Saúde: Conheça o projeto São Gonçalo Sem Calazar

A prefeitura de São Gonçalo do Amarante, através do projeto São Gonçalo Sem Calazar, designou uma equipe para realização de visitas aos imóveis que possuem animais domésticos não mais diversos bairros e comunidades da cidade.

Leishmaniose visceral, também conhecida como calazar canino, é uma doença transmitida através da picada de insetos contaminados com um protozoário do gênero Leishmania. 

A enfermidade pode acometer cães de qualquer raça, sexo e idade. Podendo também contaminar humanos, a patologia pode ser letal principalmente para crianças desnutridas e indivíduos cujo sistema imunológico está enfraquecido. A transmissão para os humanos não acontece pelo contato com o animal e sim pela picada de um inseto que picou um cão infectado.

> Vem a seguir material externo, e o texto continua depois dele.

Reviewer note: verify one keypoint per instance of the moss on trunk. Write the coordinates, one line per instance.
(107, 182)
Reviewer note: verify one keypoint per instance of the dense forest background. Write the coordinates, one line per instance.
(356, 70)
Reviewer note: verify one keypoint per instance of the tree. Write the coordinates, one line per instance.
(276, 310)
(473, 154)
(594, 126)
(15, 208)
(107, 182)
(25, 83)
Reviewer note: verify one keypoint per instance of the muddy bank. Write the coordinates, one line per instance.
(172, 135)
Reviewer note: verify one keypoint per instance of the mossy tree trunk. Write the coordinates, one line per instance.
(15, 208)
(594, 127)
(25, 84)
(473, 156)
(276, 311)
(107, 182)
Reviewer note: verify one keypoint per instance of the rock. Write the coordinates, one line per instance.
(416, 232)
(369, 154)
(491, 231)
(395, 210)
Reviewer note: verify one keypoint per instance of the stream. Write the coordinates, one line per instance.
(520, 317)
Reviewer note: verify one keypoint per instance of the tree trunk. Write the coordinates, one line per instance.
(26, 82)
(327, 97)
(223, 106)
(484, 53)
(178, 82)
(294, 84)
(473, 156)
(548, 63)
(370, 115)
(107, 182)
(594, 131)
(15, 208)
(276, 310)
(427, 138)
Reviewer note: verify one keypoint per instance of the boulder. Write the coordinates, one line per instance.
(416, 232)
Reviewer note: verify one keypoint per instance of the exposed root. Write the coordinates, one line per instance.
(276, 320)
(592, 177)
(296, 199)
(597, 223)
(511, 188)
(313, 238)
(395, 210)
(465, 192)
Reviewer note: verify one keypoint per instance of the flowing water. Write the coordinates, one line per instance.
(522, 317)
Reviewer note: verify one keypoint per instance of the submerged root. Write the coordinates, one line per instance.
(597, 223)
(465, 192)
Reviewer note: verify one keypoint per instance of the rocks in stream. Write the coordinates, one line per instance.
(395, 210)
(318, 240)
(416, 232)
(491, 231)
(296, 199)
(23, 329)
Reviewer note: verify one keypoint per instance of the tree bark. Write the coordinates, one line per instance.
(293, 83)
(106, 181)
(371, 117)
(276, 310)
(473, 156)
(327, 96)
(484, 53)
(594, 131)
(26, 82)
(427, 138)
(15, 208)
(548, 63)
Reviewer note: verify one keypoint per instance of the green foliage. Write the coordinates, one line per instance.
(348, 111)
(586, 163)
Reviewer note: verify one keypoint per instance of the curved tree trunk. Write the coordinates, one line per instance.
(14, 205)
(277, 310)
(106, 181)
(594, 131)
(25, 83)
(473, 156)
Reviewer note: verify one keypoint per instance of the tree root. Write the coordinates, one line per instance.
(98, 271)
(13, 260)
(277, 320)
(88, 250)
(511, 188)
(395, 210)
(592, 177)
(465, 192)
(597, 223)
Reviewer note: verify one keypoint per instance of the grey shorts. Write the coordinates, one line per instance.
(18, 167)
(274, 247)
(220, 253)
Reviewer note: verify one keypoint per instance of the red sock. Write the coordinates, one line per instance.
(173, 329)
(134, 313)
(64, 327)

O controle de zoonoses acontece em diversos bairros do município, priorizando áreas de risco. Vale ressaltar que o projeto atende especificamente comunidades menores para conseguir atender a todos os moradores. Para realizar o diagnóstico, a equipe realiza visitas nas residências. Através de testes, os profissionais confirmam ou refutam a eventual presença da doença.

Sintomas da doença:

Problemas de pele e no pelo: dermatite seborreica, feridas na ponta das orelhas e na ponta do focinho, falta de pelo ao redor dos olhos

Emagrecimento

Sangramento nasal ou oral

Apatia

Problemas nos olhos

Crescimento exagerado das unhas

Febre

Possível crescimento do abdômen por causa do aumento de órgãos, como o baço e o fígado

Problemas renais

Obs: Vale ressaltar que mais da metade dos cães não apresentam nenhum desses sintomas. O teste é fundamental para esses casos.

Como prevenir:

Algumas medidas podem ser adotadas para a prevenção do calazar. Entre elas estão; manter a vacina do animal em dia, uso de coleiras especiais para essa doença e uso de repelentes.

Os insetos transmissores costumam se reproduzir em locais com grande quantidade de matéria orgânica em decomposição, como depósitos de lixo e lixeiras abertas. Uma maneira fácil de controlar a proliferação do transmissor é não acumular lixo e manter o ambiente em que o cão vive sempre limpo.